At first, it appeared the Bulls dodged a gut punch by scheduling Season 1 of their rebuild in the final year before NBA draft lottery changes kicked in.
By not being as bad as expected, it turns out the Bulls would fare better under the future format.
This is the 25th and final year of the familiar NBA draft lottery routine, where the worst team gets a 25 percent chance at the top pick. This lottery format lasted longer than the Buffalo Braves, New Orleans Jazz and Rochester Royals combined.
But too much tanking forced a change. Next year, the three worst teams will have a 14 percent chance at the top pick.

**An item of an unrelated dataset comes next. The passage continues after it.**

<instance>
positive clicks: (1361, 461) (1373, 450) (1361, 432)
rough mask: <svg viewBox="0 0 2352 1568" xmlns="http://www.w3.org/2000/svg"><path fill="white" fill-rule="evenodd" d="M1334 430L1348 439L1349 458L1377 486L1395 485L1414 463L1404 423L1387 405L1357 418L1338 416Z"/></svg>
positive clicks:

That's not the only change in the draft lottery world. The NBA takes the show on the road for the first time, holding Tuesday's event in Chicago at the Palmer House Hilton.

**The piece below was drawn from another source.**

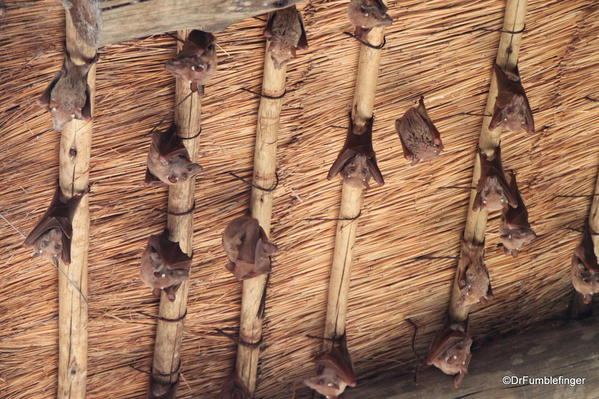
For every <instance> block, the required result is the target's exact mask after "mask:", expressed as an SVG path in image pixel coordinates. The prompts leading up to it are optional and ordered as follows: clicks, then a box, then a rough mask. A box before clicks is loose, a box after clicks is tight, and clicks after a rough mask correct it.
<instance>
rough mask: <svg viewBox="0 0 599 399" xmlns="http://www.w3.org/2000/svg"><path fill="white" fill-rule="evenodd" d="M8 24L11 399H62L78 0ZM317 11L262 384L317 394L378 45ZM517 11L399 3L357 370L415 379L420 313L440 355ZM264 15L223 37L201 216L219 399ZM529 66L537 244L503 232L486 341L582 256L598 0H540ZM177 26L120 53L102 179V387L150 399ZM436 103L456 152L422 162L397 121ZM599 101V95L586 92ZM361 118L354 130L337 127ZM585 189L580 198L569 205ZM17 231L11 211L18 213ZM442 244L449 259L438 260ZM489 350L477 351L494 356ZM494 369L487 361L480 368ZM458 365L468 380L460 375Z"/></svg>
mask: <svg viewBox="0 0 599 399" xmlns="http://www.w3.org/2000/svg"><path fill="white" fill-rule="evenodd" d="M7 6H8V13H7V16H5V17H4V19H2V20H0V43H1V45H2V52H0V68H1V70H2V74H1V75H0V98H1V100H0V112H1V115H2V124H1V126H0V137H1V138H2V139H1V144H0V165H2V167H1V170H0V176H1V177H0V190H1V191H0V192H1V194H0V212H1V214H2V221H0V248H1V249H2V251H1V252H0V265H2V267H3V270H4V277H3V278H2V282H1V283H0V297H2V304H1V305H0V309H1V311H0V325H1V326H2V327H1V328H0V353H1V355H0V356H1V358H0V391H2V392H3V397H5V398H11V399H13V398H28V399H42V398H47V397H48V395H49V393H50V392H53V391H54V389H55V384H56V371H57V370H56V363H57V344H56V343H57V320H56V317H57V311H58V309H57V307H58V305H57V288H56V287H57V271H56V269H55V268H54V267H53V266H51V265H50V264H49V263H47V262H45V261H42V260H40V259H39V258H36V259H32V258H31V254H30V251H29V250H26V249H24V248H22V247H21V243H22V241H23V237H22V236H21V235H20V234H18V233H16V232H15V230H18V231H20V232H23V233H25V234H26V233H27V232H29V231H30V230H31V228H32V227H33V226H34V224H35V222H36V220H37V218H38V217H39V216H41V215H42V213H43V212H44V211H45V208H46V207H47V205H48V204H49V202H50V200H51V197H52V193H53V190H54V181H55V179H56V178H57V171H58V158H57V157H58V155H57V154H58V142H59V133H57V132H55V131H53V130H52V129H51V120H50V115H49V114H48V113H47V112H45V111H43V110H41V109H40V108H38V107H36V105H35V103H34V100H35V98H36V97H38V96H39V95H40V94H41V92H42V91H43V90H44V88H45V86H46V85H47V83H48V82H49V81H50V80H51V79H52V78H53V76H54V75H55V73H56V72H57V71H58V70H59V69H60V65H61V63H62V49H63V40H64V13H63V9H62V7H61V5H60V3H59V2H58V1H54V0H46V1H31V2H20V1H16V0H15V1H7ZM301 7H304V10H303V12H304V19H305V23H306V27H307V30H308V35H309V42H310V49H309V50H307V51H303V52H301V54H299V57H298V58H297V59H296V60H294V61H292V63H291V64H290V67H289V73H288V89H289V93H288V94H287V96H286V100H285V103H284V107H283V113H282V118H281V128H280V133H279V137H280V139H279V150H278V163H279V176H280V179H281V182H280V185H279V188H278V189H277V190H276V191H275V199H274V209H273V218H272V221H273V222H272V223H273V225H272V239H273V241H274V242H276V243H277V244H278V245H279V247H280V248H281V251H280V253H279V254H278V255H277V256H276V257H275V260H274V266H273V273H272V275H271V279H270V283H269V287H268V297H267V303H266V324H265V329H264V331H265V346H266V347H265V349H264V350H263V352H262V355H261V366H260V370H261V371H260V375H259V381H258V392H257V397H259V398H269V399H270V398H290V397H291V395H292V394H291V392H292V391H293V386H294V384H296V385H297V388H298V394H297V398H305V397H309V395H310V394H309V393H308V391H307V390H306V389H305V388H302V387H301V384H300V380H301V378H302V377H304V376H306V375H308V374H309V373H311V372H313V371H314V366H313V365H312V364H311V358H312V357H313V355H314V354H315V353H316V352H318V350H319V348H320V341H319V340H315V339H311V338H308V337H307V336H306V335H307V334H312V335H316V336H318V335H321V334H322V329H323V323H324V315H325V301H326V290H327V284H328V270H329V267H330V263H331V259H332V249H333V243H334V231H335V223H336V222H335V221H326V220H325V221H308V220H306V219H307V218H334V217H336V215H337V208H338V202H339V196H340V183H339V181H338V180H334V181H327V180H326V178H325V176H326V172H327V170H328V168H329V166H330V165H331V163H332V162H333V161H334V159H335V157H336V156H337V153H338V151H339V150H340V148H341V146H342V144H343V140H344V137H345V134H346V132H345V130H344V129H345V127H346V125H347V112H348V110H349V106H350V104H351V98H352V92H353V84H354V75H355V74H354V72H355V70H356V63H357V55H358V44H357V42H356V41H354V40H352V39H350V38H348V37H347V36H345V35H343V34H342V32H343V31H348V30H350V26H349V23H348V21H347V18H346V14H345V8H346V1H337V0H334V1H322V0H315V1H312V2H311V3H309V4H305V5H304V4H301V5H300V8H301ZM503 7H504V3H503V2H498V1H495V0H478V1H454V2H449V3H448V2H447V1H445V0H432V1H427V2H422V1H416V0H406V1H401V2H391V3H390V4H389V8H390V14H391V15H392V16H393V17H394V19H395V22H394V24H393V26H392V27H391V28H389V29H388V33H387V47H386V48H385V49H384V50H383V55H382V63H381V70H380V76H379V83H378V93H377V98H376V102H377V103H376V106H375V117H376V119H375V126H374V128H375V131H374V147H375V149H376V151H377V156H378V159H379V166H380V168H381V170H382V172H383V174H384V176H385V180H386V185H385V186H384V187H373V188H371V189H370V190H368V192H367V195H366V198H365V200H364V208H363V212H362V216H361V218H360V223H359V227H358V238H357V243H356V248H355V260H354V267H353V270H352V283H351V288H350V297H349V310H348V312H349V313H348V328H347V331H348V344H349V347H350V351H351V353H352V358H353V360H354V363H355V367H356V370H357V373H358V378H359V379H360V378H364V377H367V376H371V375H374V374H376V373H377V372H378V371H380V370H382V369H385V370H388V369H391V368H397V369H398V370H403V371H405V372H409V371H411V368H412V366H413V362H414V359H413V355H412V353H411V349H410V338H411V332H412V330H411V327H410V325H409V324H408V323H406V322H405V321H404V319H405V318H407V317H410V318H412V319H413V320H415V321H416V322H417V323H418V324H420V325H422V326H423V327H422V329H421V331H420V332H419V336H418V339H417V349H418V350H419V351H421V352H423V351H424V350H425V348H426V347H427V346H428V344H429V343H430V342H431V340H432V335H433V334H434V332H435V331H436V330H437V329H438V328H439V326H440V322H441V319H442V317H443V315H444V313H445V310H446V307H447V303H448V299H449V289H450V284H451V280H452V278H453V275H454V270H455V266H456V263H457V261H456V260H455V259H452V258H450V257H454V256H456V255H457V254H458V249H459V244H460V235H461V234H462V231H463V227H464V221H465V215H466V207H467V202H468V196H469V191H468V188H461V189H460V188H449V187H448V186H460V187H466V186H469V185H470V182H471V177H472V176H471V175H472V165H473V159H474V154H475V147H476V141H477V139H478V134H479V131H480V124H481V120H482V117H481V116H476V115H465V114H464V113H473V114H478V113H480V112H482V110H483V109H484V105H485V102H486V93H487V88H488V85H489V79H490V76H491V66H492V63H493V57H494V54H495V53H496V49H497V43H498V39H499V33H498V32H497V31H493V30H496V29H498V28H499V27H500V26H501V20H502V16H503ZM264 25H265V24H264V22H263V21H260V20H257V19H253V18H251V19H248V20H245V21H243V22H240V23H238V24H235V25H233V26H230V27H229V28H227V29H226V30H225V31H224V32H222V33H218V34H217V38H218V43H219V46H220V47H219V51H218V53H219V57H220V66H219V71H218V73H217V74H216V75H215V77H214V79H213V80H212V82H211V83H210V84H209V85H208V86H207V88H206V96H205V98H204V100H203V107H202V112H203V135H202V143H201V164H202V165H203V167H204V170H205V172H204V173H203V174H202V175H201V176H200V177H199V179H198V181H197V185H196V187H197V190H196V202H197V204H198V205H197V209H196V211H195V214H194V215H195V216H194V226H195V238H194V242H195V244H194V254H195V256H194V263H193V269H192V279H191V285H190V294H189V312H188V316H187V319H186V321H185V335H184V338H183V351H182V358H183V368H182V384H181V387H180V388H179V392H180V393H179V396H180V397H181V398H199V397H201V398H212V397H215V396H216V395H215V394H216V392H217V391H219V389H220V386H221V383H222V382H223V379H224V378H225V376H226V375H227V374H229V373H230V372H231V371H232V367H233V363H234V355H235V351H236V345H235V344H234V343H233V342H231V341H230V340H228V339H227V338H225V337H222V336H219V335H217V334H216V333H215V329H216V328H224V329H230V330H231V331H234V330H235V328H236V326H237V324H238V318H239V309H240V295H241V286H240V284H239V283H238V282H236V281H235V280H234V278H233V277H232V276H231V274H229V273H228V272H226V271H225V269H224V265H225V262H226V260H225V254H224V252H223V250H222V248H221V245H220V241H221V233H222V231H223V229H224V227H225V225H226V223H227V222H228V221H229V220H231V219H232V218H234V217H236V216H238V215H240V214H242V213H243V212H244V211H245V210H246V208H247V207H248V201H249V189H248V187H247V186H246V185H244V184H243V183H242V182H240V181H238V180H236V179H234V178H233V177H232V176H230V175H229V174H228V173H227V172H229V171H234V172H236V173H239V174H241V175H244V176H250V175H251V169H252V154H253V142H254V133H255V125H256V110H257V106H258V99H257V98H255V97H254V96H253V95H251V94H249V93H247V92H244V91H241V90H240V88H249V89H254V90H259V87H260V83H261V68H262V62H263V49H264V39H263V37H262V36H261V35H262V31H263V28H264ZM526 30H527V32H526V33H525V35H524V38H523V42H522V48H521V52H520V59H521V61H520V71H521V74H522V77H523V83H524V87H525V88H526V89H527V94H528V97H529V99H530V102H531V106H532V109H533V112H534V116H535V121H536V125H537V126H538V132H537V133H535V134H531V135H527V134H525V133H521V134H506V135H505V137H504V140H503V143H502V147H503V161H504V166H505V167H506V168H507V169H515V170H516V171H517V172H518V184H519V186H520V189H521V191H522V194H523V196H524V199H525V201H526V203H527V205H528V207H529V213H530V221H531V223H532V225H533V227H534V229H535V231H536V232H537V234H538V235H539V238H538V239H537V241H536V242H534V243H533V245H531V246H530V248H527V249H526V250H524V251H523V253H522V254H521V255H520V256H519V257H518V258H515V259H514V258H511V257H507V256H505V255H504V254H503V250H502V248H501V247H499V246H498V245H497V244H498V242H499V240H498V225H499V217H492V218H491V219H490V222H489V229H488V234H487V241H486V248H487V250H486V259H487V265H488V267H489V269H490V271H491V278H492V283H493V288H494V293H495V300H494V301H493V302H492V303H490V304H489V305H487V306H484V307H480V308H477V309H476V310H475V311H474V312H473V313H472V314H471V319H470V320H471V327H472V333H473V335H474V337H475V338H476V339H480V338H483V337H485V336H488V335H493V336H496V335H499V334H502V333H504V332H506V331H509V330H514V329H520V328H524V327H526V326H527V325H529V324H530V323H533V322H535V321H537V320H541V319H547V318H550V317H553V316H556V315H559V314H560V313H562V312H563V311H564V310H565V308H566V305H567V302H568V298H569V294H570V292H571V285H570V276H569V265H570V257H571V254H572V250H573V248H574V247H575V246H576V245H577V243H578V240H579V239H580V233H578V232H576V231H573V230H571V229H569V228H574V229H579V228H581V226H582V225H583V221H584V218H585V217H586V215H587V212H588V207H589V203H590V198H589V197H585V195H589V194H592V190H593V185H594V181H595V175H596V172H597V168H596V167H597V161H598V159H597V155H596V149H597V148H599V147H598V145H599V136H598V135H597V125H598V123H599V108H598V107H599V105H598V104H597V102H596V99H597V98H599V93H598V91H597V88H598V87H599V74H598V73H597V70H599V59H598V57H597V54H599V9H598V7H597V4H596V1H595V0H562V1H559V0H550V1H547V0H534V1H530V2H529V12H528V16H527V23H526ZM174 51H175V43H174V40H173V39H172V38H170V37H168V36H154V37H147V38H143V39H140V40H137V41H131V42H126V43H121V44H119V45H111V46H108V47H106V48H103V49H101V51H100V62H99V63H98V67H97V91H96V113H95V122H94V137H93V149H92V158H91V165H92V166H91V170H90V180H91V182H92V187H91V190H92V193H91V196H90V210H91V243H90V250H89V366H88V395H89V397H90V398H96V397H108V396H110V397H115V398H116V397H118V398H140V397H143V396H144V394H145V391H146V389H147V385H148V375H147V374H145V373H143V372H140V371H137V370H135V369H133V368H132V367H135V368H139V369H142V370H148V368H149V366H150V364H151V359H152V350H153V342H154V334H155V328H156V327H155V326H156V321H155V320H154V319H153V318H152V317H148V316H147V315H153V314H156V312H157V303H158V302H157V300H156V299H155V298H154V297H152V294H151V292H150V290H149V289H147V288H146V287H144V286H143V285H142V283H141V281H140V279H139V276H138V274H139V260H140V255H141V252H142V250H143V247H144V245H145V240H146V238H147V237H148V236H149V235H150V234H156V233H158V232H160V231H161V230H162V228H163V227H164V224H165V220H166V214H165V208H166V189H162V188H146V187H144V185H143V179H144V173H145V167H146V166H145V162H146V152H147V150H148V146H149V137H148V136H147V133H148V132H149V131H150V130H151V128H152V127H153V126H154V125H155V124H156V123H158V122H159V121H160V120H161V119H162V118H163V117H165V116H166V117H167V118H166V121H165V122H164V124H163V126H164V128H166V127H167V126H168V124H169V123H170V118H172V107H173V105H174V102H173V98H174V87H175V85H174V80H173V78H172V77H171V76H170V74H169V73H168V72H167V71H166V70H165V69H164V61H165V60H167V59H168V58H169V57H172V55H173V54H174ZM421 94H424V95H425V98H426V104H427V107H428V110H429V114H430V116H431V118H432V119H433V120H434V121H435V123H436V126H437V128H438V129H439V130H440V132H441V135H442V137H443V141H444V145H445V151H444V153H442V155H441V156H440V157H439V158H437V159H436V160H434V161H430V162H426V163H422V164H418V165H417V166H410V165H409V162H407V161H406V160H404V159H403V156H402V153H401V145H400V142H399V139H398V137H397V135H396V133H395V130H394V120H395V119H396V118H398V117H399V116H401V115H402V114H403V113H404V112H405V110H406V109H407V108H408V107H409V106H411V105H412V104H413V103H414V101H415V100H416V99H417V98H418V96H419V95H421ZM587 96H589V97H588V98H585V97H587ZM592 99H595V101H592ZM338 126H341V127H342V128H338ZM568 196H570V197H568ZM9 223H10V224H9ZM423 255H433V256H439V257H447V258H442V259H419V258H418V257H421V256H423ZM475 356H476V354H475ZM471 373H476V370H475V369H473V370H471ZM449 381H450V379H449V377H448V386H449V384H450V382H449Z"/></svg>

The Bulls finished tied with Sacramento for the sixth-worst record after sitting most of their regulars and veterans late in the season. The Bulls won the coin flip, so they'll pick ahead of the Kings if neither team moves into the top three, but they split lottery chances equally. The Bulls and Sacramento will each have a 5.3 percent chance at the top pick. Next year in the new format, the sixth-worst team will get a 9 percent shot at landing the No. 1 pick in the draft.
The No. 6 slot has won the lottery twice in 24 years -- Milwaukee in 2005 (the Bucks picked Andrew Bogut) and Portland in 2007 (the Blazers regrettably chose Greg Oden over Kevin Durant).
Four other times, the No. 6 team moved up to choose second or third. Oddly enough, all six instances of the No. 6 team moving up happened between 2003 and 2011.
Ten years ago, the Bulls beat longer odds to win the 2008 draft lottery and select Derrick Rose with the No. 1 pick. The Bulls were the ninth-worst team that year and faced 1.7 percent odds of winning.
That's the most lottery luck any team has had in the current format. Cleveland also jumped from ninth to first in 2014, just before LeBron James returned to the Cavaliers.
The largest jump any team has made in this format was Charlotte going from 13 to 3 in 1999. Otherwise, no team lower than No. 9 has ever moved into the top 3. The team with the worst record has won the lottery the past three years.
The Bulls will try a different tactic with representation this year. President and COO Michael Reinsdorf will be on stage in front of television cameras and his son Joey will be in the backroom where the ping pong balls are drawn.
t's important for the Bulls to draft well this year because, with the team likely to improve, their picks figure to only get lower, although the new lottery format could work in their favor.
There isn't an obvious grand prize at the top of this year's draft. At this point, the first two players selected could be Arizona center DeAndre Ayton and Real Madrid shooting guard Luka Doncic.
Duke forward Marvin Bagley III and Michigan State forward Jaren Jackson Jr. seem like the leaders at No. 3 and 4. If the Bulls stay at No. 6, they'll likely choose between a couple of small forwards, Missouri's Michael Porter Jr. and Villanova's Mikal Bridges, or a big man like Duke's Wendell Carter Jr. and Texas' Mo Bamba.
Bulls vice president of basketball operations John Paxson talked about the team's draft needs the day after the regular season ended.
"We need to look at the wing position," he said. "That would be an ideal spot. Size and length at the wing, a shooting component, a defensive component would be something that if you're looking at an area we would like to improve, that would be it.
"But depending on where we draft, it's hard to overlook talent, even when you're looking at maybe a specific need."
The Bulls also have the No. 22 pick in the June 21 NBA Draft, acquired from New Orleans in the Nikola Mirotic trade.